Aside from paperwork, you will also need to factor in your credit score. Your credit score gives the lender an overview of your spending habits. A high score translates the ability to make repayments while a low score does not. You need a score of over 600 to get approved for a mortgage. Check your credit score to know your current status. If you have a low score, you can slowly raise it by paying your bills on time and lowering your debt.
Another thing to consider when applying for a mortgage is your down payment deposit. The minimum down payment varies per lender, but on average, you will need to make a 3.5% deposit. The higher down payment you make, the lesser your mortgage loan will be in the long run.
What happens after your mortgage application is approved?
Your lender will give you a binding offer and documents which explain the terms of your mortgage. You will also get a seven-day reflection period to think about and review the implications of your lender’s offer.
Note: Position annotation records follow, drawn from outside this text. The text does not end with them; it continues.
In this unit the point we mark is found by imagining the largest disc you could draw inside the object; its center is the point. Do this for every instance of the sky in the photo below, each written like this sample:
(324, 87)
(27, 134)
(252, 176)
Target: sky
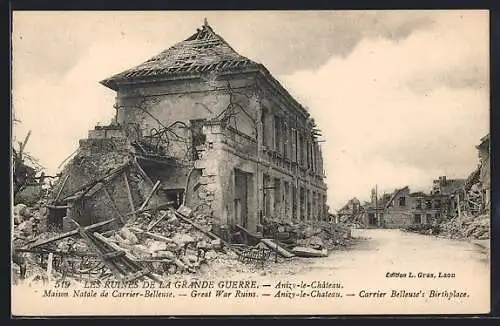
(402, 97)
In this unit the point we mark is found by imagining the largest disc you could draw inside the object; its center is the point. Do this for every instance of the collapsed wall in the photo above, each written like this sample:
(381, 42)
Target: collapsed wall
(102, 181)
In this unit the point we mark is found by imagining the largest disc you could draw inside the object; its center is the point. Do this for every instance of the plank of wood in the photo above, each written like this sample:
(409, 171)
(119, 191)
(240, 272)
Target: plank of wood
(158, 220)
(160, 206)
(113, 204)
(151, 235)
(308, 252)
(208, 233)
(148, 198)
(128, 255)
(252, 235)
(274, 246)
(95, 247)
(129, 193)
(61, 189)
(69, 234)
(89, 185)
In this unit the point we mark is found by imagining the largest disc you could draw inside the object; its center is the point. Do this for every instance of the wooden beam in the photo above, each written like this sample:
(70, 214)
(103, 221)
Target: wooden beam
(160, 206)
(151, 235)
(208, 233)
(129, 256)
(89, 185)
(158, 220)
(69, 234)
(148, 198)
(113, 204)
(129, 193)
(60, 189)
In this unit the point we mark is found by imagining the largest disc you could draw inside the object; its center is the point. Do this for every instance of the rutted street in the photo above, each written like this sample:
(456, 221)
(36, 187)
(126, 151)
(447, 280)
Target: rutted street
(375, 254)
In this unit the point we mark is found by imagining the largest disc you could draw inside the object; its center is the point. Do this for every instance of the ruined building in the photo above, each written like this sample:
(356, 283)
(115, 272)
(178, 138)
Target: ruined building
(207, 128)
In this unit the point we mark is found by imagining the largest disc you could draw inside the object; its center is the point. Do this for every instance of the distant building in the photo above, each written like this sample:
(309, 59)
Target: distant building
(444, 186)
(245, 147)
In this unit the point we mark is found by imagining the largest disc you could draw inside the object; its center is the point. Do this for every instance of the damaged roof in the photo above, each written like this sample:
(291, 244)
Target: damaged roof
(203, 51)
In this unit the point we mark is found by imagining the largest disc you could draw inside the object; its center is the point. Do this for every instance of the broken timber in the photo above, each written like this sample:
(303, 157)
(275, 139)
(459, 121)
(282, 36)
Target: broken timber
(121, 263)
(113, 204)
(158, 220)
(61, 189)
(155, 187)
(89, 185)
(208, 233)
(254, 238)
(69, 234)
(308, 252)
(274, 246)
(129, 194)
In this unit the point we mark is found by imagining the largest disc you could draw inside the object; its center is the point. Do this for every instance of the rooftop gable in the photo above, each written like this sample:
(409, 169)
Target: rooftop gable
(201, 52)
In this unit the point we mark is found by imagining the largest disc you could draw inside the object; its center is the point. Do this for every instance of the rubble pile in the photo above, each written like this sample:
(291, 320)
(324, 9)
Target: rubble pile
(477, 228)
(162, 242)
(310, 234)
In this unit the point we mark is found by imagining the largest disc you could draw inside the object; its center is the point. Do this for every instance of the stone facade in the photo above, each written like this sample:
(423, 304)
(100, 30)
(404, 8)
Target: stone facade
(247, 149)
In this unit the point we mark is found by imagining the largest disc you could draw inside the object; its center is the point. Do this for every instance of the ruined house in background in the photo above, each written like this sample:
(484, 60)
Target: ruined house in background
(476, 198)
(199, 125)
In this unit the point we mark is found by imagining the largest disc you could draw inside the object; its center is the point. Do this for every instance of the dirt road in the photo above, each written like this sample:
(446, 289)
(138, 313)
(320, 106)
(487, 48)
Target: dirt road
(374, 252)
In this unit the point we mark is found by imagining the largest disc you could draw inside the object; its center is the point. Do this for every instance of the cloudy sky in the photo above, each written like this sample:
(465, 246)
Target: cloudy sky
(401, 96)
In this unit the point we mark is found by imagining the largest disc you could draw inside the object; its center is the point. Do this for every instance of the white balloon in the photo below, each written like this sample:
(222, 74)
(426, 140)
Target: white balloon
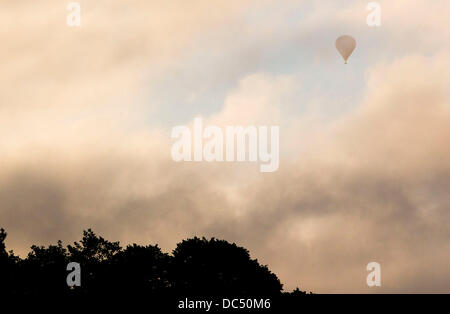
(345, 45)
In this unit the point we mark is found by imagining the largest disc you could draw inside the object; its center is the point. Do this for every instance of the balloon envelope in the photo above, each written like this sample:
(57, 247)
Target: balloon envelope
(345, 45)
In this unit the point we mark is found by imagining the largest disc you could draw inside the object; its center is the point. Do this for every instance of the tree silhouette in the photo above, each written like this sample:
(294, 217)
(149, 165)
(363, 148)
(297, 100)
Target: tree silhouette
(199, 264)
(197, 267)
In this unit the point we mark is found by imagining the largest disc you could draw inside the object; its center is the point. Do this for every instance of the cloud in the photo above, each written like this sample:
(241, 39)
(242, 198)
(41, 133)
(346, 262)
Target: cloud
(367, 184)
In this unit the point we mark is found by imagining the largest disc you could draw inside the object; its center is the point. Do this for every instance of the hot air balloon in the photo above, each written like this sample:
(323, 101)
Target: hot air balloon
(345, 45)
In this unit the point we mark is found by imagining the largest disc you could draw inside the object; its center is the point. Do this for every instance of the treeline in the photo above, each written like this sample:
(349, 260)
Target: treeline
(196, 268)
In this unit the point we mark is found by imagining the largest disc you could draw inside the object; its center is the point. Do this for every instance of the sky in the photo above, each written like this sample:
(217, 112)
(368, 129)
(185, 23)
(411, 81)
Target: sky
(86, 114)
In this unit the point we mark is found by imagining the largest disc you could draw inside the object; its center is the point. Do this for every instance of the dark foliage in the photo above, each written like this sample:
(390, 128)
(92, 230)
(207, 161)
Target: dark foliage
(196, 267)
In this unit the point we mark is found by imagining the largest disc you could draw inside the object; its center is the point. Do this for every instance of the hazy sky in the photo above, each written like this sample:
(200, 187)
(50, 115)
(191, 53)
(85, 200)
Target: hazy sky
(86, 115)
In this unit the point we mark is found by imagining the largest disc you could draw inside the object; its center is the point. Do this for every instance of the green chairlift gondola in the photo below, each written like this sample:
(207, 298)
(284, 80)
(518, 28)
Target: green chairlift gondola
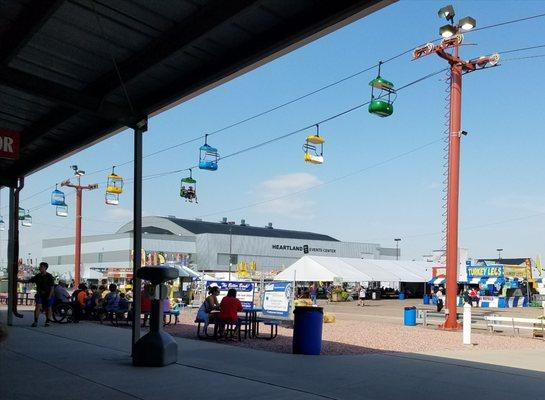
(382, 101)
(188, 188)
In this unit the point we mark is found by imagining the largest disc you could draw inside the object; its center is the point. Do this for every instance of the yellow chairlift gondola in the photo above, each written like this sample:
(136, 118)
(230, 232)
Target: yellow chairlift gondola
(311, 146)
(114, 188)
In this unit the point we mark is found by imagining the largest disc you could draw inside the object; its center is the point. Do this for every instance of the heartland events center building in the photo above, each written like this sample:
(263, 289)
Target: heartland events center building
(204, 246)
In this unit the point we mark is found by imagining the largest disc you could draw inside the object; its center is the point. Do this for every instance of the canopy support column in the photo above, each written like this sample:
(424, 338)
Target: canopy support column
(13, 250)
(139, 129)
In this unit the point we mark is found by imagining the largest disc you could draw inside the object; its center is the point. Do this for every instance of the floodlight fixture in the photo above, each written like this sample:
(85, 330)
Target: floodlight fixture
(447, 31)
(467, 23)
(77, 172)
(447, 12)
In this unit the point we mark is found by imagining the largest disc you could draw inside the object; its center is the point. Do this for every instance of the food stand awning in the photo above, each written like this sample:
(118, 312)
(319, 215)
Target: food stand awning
(356, 270)
(307, 269)
(484, 280)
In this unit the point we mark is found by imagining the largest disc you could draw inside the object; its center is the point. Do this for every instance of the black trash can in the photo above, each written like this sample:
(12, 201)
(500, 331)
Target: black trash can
(307, 330)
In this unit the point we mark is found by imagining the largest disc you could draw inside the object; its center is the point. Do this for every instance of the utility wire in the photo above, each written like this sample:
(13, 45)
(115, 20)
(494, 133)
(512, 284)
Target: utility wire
(277, 138)
(350, 174)
(312, 93)
(161, 174)
(514, 21)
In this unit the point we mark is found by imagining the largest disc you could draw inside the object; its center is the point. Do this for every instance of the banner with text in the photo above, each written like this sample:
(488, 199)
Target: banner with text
(245, 291)
(277, 299)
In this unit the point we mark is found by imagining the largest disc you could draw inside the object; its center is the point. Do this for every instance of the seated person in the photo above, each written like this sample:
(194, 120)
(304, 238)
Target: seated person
(229, 307)
(91, 301)
(123, 303)
(210, 303)
(111, 301)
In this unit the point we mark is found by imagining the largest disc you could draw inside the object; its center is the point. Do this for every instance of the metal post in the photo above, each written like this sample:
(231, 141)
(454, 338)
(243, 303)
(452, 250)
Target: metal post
(467, 324)
(77, 250)
(13, 250)
(137, 233)
(230, 251)
(77, 241)
(453, 191)
(397, 240)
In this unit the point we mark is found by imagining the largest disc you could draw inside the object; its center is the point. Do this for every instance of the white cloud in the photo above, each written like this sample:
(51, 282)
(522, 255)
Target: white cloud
(279, 189)
(120, 214)
(521, 202)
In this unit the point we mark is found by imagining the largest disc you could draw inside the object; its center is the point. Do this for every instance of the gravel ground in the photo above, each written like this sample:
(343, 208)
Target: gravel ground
(361, 337)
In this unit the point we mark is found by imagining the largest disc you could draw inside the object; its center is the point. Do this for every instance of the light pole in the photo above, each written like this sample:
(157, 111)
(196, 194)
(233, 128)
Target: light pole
(397, 240)
(452, 39)
(231, 223)
(79, 192)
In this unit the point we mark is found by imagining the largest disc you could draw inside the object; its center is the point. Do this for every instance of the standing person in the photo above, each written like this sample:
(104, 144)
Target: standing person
(44, 293)
(474, 297)
(61, 293)
(440, 299)
(361, 296)
(78, 301)
(314, 292)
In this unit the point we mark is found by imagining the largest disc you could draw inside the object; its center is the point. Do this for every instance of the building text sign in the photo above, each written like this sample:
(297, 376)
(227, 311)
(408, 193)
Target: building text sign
(9, 144)
(305, 249)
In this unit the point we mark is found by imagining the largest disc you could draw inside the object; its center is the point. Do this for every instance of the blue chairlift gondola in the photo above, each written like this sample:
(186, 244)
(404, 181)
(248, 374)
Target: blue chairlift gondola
(208, 156)
(57, 197)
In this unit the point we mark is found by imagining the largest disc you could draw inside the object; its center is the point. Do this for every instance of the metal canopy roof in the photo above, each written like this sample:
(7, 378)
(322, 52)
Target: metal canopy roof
(59, 86)
(171, 225)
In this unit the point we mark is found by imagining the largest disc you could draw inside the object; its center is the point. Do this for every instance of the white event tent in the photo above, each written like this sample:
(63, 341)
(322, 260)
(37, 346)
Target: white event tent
(326, 269)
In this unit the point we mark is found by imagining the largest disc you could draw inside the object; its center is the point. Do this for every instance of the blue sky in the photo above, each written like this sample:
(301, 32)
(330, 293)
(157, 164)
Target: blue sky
(502, 191)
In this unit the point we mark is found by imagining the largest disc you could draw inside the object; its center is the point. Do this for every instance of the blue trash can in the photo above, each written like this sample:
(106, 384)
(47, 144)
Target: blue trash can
(307, 330)
(426, 299)
(502, 302)
(409, 316)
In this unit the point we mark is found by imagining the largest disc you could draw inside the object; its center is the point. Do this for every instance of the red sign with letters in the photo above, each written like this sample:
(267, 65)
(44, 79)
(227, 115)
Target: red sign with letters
(9, 144)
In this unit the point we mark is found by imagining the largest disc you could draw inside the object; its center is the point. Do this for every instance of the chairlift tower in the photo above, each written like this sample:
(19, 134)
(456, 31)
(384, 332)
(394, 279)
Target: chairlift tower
(452, 40)
(79, 192)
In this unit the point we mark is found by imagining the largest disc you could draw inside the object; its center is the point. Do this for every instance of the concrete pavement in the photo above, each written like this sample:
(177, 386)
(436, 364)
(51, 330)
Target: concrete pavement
(93, 360)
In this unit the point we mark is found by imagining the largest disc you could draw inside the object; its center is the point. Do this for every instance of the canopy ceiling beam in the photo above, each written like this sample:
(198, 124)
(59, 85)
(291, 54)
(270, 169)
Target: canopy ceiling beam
(173, 41)
(30, 21)
(61, 95)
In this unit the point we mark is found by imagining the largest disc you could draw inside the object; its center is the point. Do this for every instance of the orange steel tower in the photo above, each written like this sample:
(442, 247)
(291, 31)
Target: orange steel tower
(79, 191)
(452, 39)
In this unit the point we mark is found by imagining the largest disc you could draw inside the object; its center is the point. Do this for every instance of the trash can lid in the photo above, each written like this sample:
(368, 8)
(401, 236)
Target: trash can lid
(298, 309)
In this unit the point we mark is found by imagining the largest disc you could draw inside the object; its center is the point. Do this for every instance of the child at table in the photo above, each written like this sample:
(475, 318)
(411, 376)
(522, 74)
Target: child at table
(229, 307)
(209, 304)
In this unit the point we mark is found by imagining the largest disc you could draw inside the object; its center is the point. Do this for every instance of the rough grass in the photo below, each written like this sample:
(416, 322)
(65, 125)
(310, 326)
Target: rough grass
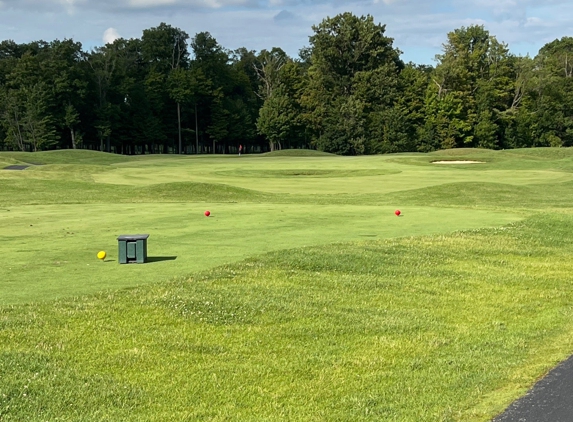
(433, 318)
(422, 329)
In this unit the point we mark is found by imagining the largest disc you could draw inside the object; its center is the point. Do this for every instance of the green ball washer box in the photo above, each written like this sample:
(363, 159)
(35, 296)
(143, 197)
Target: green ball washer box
(132, 248)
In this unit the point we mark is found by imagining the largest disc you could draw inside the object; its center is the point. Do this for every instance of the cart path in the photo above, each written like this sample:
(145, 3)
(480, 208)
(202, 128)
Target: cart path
(550, 400)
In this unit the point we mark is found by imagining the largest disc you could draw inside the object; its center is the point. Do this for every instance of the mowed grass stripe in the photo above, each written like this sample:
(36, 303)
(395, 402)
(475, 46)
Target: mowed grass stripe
(407, 329)
(421, 324)
(51, 249)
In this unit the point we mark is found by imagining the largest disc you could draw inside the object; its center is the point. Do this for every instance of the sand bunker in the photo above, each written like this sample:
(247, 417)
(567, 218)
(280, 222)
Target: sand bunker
(458, 162)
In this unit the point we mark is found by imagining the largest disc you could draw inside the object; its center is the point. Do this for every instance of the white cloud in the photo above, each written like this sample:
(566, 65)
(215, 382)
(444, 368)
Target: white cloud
(419, 27)
(110, 35)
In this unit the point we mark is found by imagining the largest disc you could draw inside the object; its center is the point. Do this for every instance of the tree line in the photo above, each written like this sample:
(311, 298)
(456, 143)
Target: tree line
(347, 93)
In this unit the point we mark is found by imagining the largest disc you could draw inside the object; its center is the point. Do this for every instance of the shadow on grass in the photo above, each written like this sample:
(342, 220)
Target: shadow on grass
(161, 258)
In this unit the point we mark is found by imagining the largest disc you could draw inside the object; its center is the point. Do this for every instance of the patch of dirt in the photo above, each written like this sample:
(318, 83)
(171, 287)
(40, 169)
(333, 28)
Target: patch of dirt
(458, 162)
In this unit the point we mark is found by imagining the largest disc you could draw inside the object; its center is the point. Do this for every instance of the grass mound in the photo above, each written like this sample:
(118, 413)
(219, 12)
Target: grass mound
(413, 329)
(54, 191)
(78, 156)
(297, 153)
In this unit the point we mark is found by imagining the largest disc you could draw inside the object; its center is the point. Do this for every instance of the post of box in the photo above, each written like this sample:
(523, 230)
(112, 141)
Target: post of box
(132, 248)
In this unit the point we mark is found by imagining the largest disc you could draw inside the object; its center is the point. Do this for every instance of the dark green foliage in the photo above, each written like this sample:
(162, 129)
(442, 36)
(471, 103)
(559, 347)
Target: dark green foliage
(347, 93)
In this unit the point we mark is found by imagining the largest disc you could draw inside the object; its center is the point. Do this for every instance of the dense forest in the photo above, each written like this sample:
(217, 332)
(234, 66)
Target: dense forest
(348, 93)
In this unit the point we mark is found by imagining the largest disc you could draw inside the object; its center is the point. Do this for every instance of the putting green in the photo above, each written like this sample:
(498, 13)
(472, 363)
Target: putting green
(52, 248)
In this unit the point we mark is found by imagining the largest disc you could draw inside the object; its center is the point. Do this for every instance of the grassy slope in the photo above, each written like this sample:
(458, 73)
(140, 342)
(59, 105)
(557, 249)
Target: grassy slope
(423, 328)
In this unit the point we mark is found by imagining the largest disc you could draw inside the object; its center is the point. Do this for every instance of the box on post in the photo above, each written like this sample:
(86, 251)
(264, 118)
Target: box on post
(132, 248)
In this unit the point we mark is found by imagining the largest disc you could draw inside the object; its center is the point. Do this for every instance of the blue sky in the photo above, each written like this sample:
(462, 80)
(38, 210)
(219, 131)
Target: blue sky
(419, 27)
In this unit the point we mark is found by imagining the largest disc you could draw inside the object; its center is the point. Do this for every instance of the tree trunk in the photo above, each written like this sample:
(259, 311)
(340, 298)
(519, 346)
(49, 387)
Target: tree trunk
(196, 132)
(179, 124)
(73, 138)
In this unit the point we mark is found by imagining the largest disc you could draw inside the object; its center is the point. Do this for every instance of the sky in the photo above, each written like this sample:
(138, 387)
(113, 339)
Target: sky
(419, 27)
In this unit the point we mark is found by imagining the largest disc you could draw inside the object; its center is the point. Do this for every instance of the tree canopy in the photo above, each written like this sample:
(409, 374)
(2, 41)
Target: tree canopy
(348, 92)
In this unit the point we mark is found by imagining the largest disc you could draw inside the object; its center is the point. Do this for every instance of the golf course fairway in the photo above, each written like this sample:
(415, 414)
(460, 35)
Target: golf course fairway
(302, 296)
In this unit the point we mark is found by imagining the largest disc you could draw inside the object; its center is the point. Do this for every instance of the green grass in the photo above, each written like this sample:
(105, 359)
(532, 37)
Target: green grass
(302, 298)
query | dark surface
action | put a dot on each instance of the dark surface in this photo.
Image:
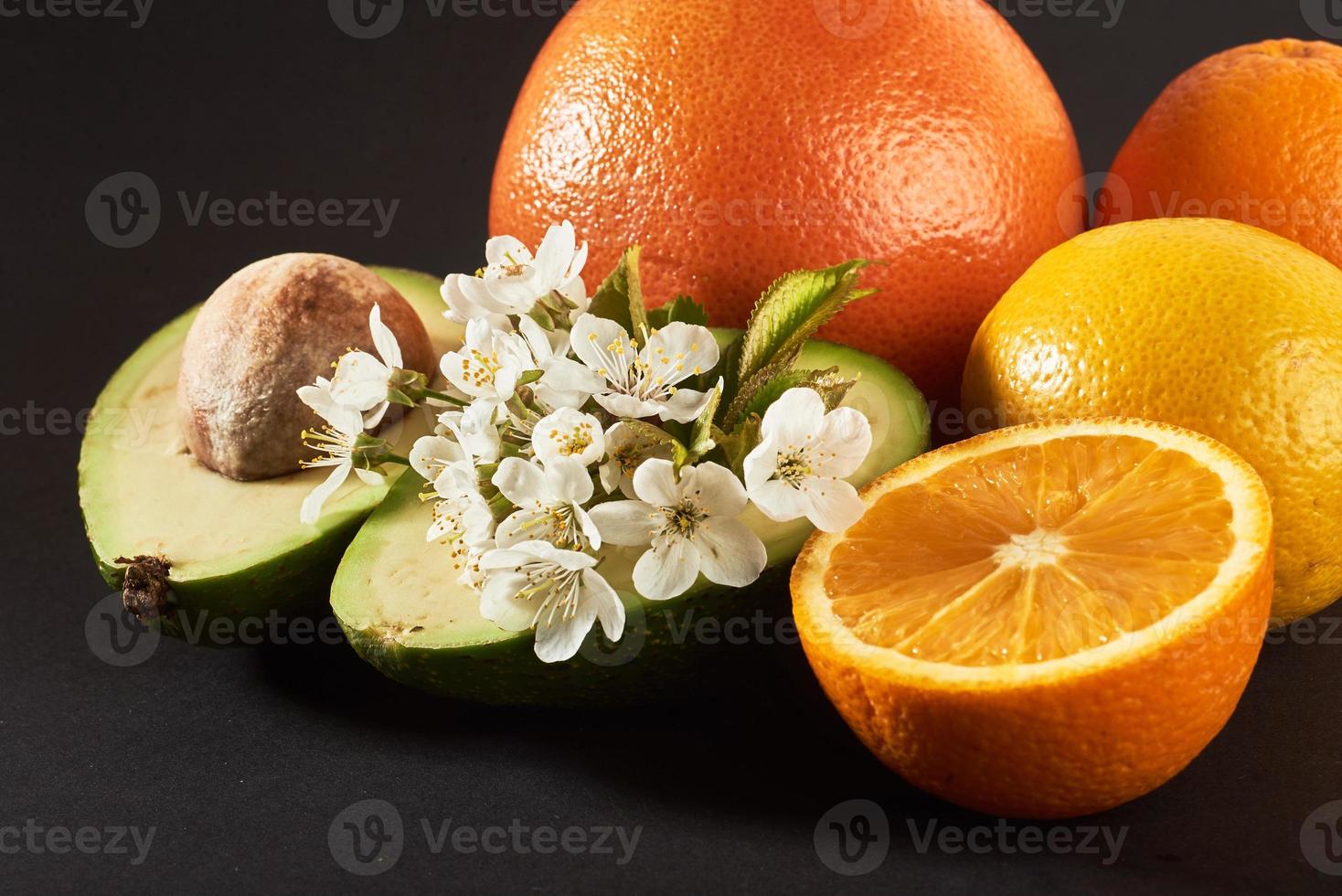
(241, 758)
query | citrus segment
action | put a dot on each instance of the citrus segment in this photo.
(1046, 620)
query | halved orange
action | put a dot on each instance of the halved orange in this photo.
(1044, 621)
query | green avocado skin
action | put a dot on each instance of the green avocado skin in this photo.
(666, 663)
(292, 583)
(668, 660)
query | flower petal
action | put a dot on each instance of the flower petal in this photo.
(780, 500)
(521, 482)
(604, 347)
(559, 640)
(716, 488)
(384, 339)
(681, 350)
(794, 419)
(555, 255)
(506, 250)
(668, 569)
(501, 603)
(654, 482)
(627, 522)
(567, 480)
(762, 463)
(845, 442)
(312, 508)
(730, 553)
(835, 505)
(608, 605)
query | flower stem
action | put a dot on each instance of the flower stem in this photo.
(446, 397)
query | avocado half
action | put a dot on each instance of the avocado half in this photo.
(234, 549)
(401, 609)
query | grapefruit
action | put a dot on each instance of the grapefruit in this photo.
(737, 141)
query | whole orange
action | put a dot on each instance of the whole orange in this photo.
(737, 141)
(1252, 134)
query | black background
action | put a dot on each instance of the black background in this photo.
(241, 758)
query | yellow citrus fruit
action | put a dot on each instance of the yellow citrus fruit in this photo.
(1049, 620)
(1204, 324)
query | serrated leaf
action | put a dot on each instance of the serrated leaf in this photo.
(620, 295)
(753, 385)
(773, 389)
(681, 309)
(792, 310)
(832, 387)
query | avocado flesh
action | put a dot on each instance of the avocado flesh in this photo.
(403, 611)
(235, 548)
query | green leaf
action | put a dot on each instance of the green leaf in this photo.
(792, 310)
(681, 309)
(754, 385)
(740, 443)
(620, 296)
(701, 439)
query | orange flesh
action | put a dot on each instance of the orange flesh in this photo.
(1032, 553)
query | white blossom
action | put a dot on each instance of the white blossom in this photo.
(802, 460)
(549, 503)
(337, 440)
(363, 381)
(513, 279)
(568, 433)
(557, 592)
(690, 525)
(643, 382)
(624, 451)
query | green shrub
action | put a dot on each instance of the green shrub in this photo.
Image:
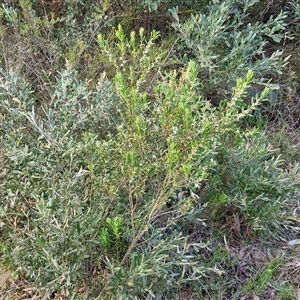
(225, 43)
(102, 182)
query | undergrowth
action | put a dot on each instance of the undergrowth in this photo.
(129, 156)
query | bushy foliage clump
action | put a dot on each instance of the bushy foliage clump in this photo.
(104, 183)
Unless you’re experienced in buying property, it would be wise to work with an expert. The Ranieri Team can process your mortgage loan for you so you can move to your new home in no time.
What happens if you can’t pay your mortgage?
Your property gets foreclosed. If you can’t make payments in time, your lender will foreclose your property to settle the rest of your loan. This means that you will be evicted and your house will be put on sale. You can prevent missing mortgage payments by being aware of what you can and can’t afford. Pick out a mortgage plan that fits in with your budget so you don’t have to struggle in the future. Learning about how do mortgages work now will save you from a whole lot of trouble later on.